A Associação Nacional de Procuradores da República (ANPR), em nota, manifestaram surpresa com as recentes instaurações de reclamações e processos disciplinares contra membros do Ministério Público. As reclamações foram abertas pelo Conselho Nacional do Ministério Público (CNMP) para apurar suposta violação de dever funcional por criticar decisões do Poder Judiciário e autoridades públicas.

 

Para a ANPR, o dever funcional de “urbanidade”, “decoro” ou “respeito à dignidade da Justiça”, usado para fundamentar a abertura dos processos, não pode ser interpretado para vedar ou restringir críticas a decisões judiciais e autoridades. “Entender de outro modo conduziria a resultado em tudo incompatível com o direito fundamental à liberdade de expressão, assegurado constitucionalmente”, diz o comunicado.

 

Uma das reclamações foi feita contra o procurador da República Deltan Dallagnol por violação de dever funcional.

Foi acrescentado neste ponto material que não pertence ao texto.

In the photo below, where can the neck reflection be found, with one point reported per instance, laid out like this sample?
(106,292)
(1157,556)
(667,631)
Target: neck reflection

No caso de Deltan Dallagnol, a partir de pedido de providências informal de ministro do Supremo Tribunal Federal (STF), a Corregedoria Nacional do CNMP instaurou reclamação disciplinar contra o referido procurador, em razão de entrevista concedida à rádio CBN sobre corrupção, eleições e voto consciente, na qual, indagado circunstancialmente sobre eventos do dia anterior, criticou decisão da 2ª Turma do STF que retirou de Curitiba depoimentos de delações relacionadas à Odebrecht.

 

A reclamação foi concentrada nas críticas feitas aos ministros Gilmar Mendes, Dias Toffolie Ricardo Lewandowski — embora os nomes não tenham sido explicitados: “Os três mesmos de sempre do Supremo Tribunal Federal, que tiram tudo de Curitiba e mandam tudo para a Justiça Eleitoral e que dão sempre os habeas corpus, que estão sempre formando uma panelinha assim que manda uma mensagem muito forte de leniência a favor da corrupção. Objetivamente, Milton, eu não estou dizendo que estão mal-intencionados nem nada, estou dizendo que objetivamente a mensagem que as decisões mandam é de leniência”.

 

A ANPR diz que os membros do MP não podem ser considerados pela Corregedoria como “meio-cidadãos”. “Críticas em tudo semelhantes são encontradas no debate público do país, no texto de inúmeros formadores de opinião e em manifestações de agentes públicos em todos os níveis, incluindo outros ministros do próprio STF”, diz a instituição.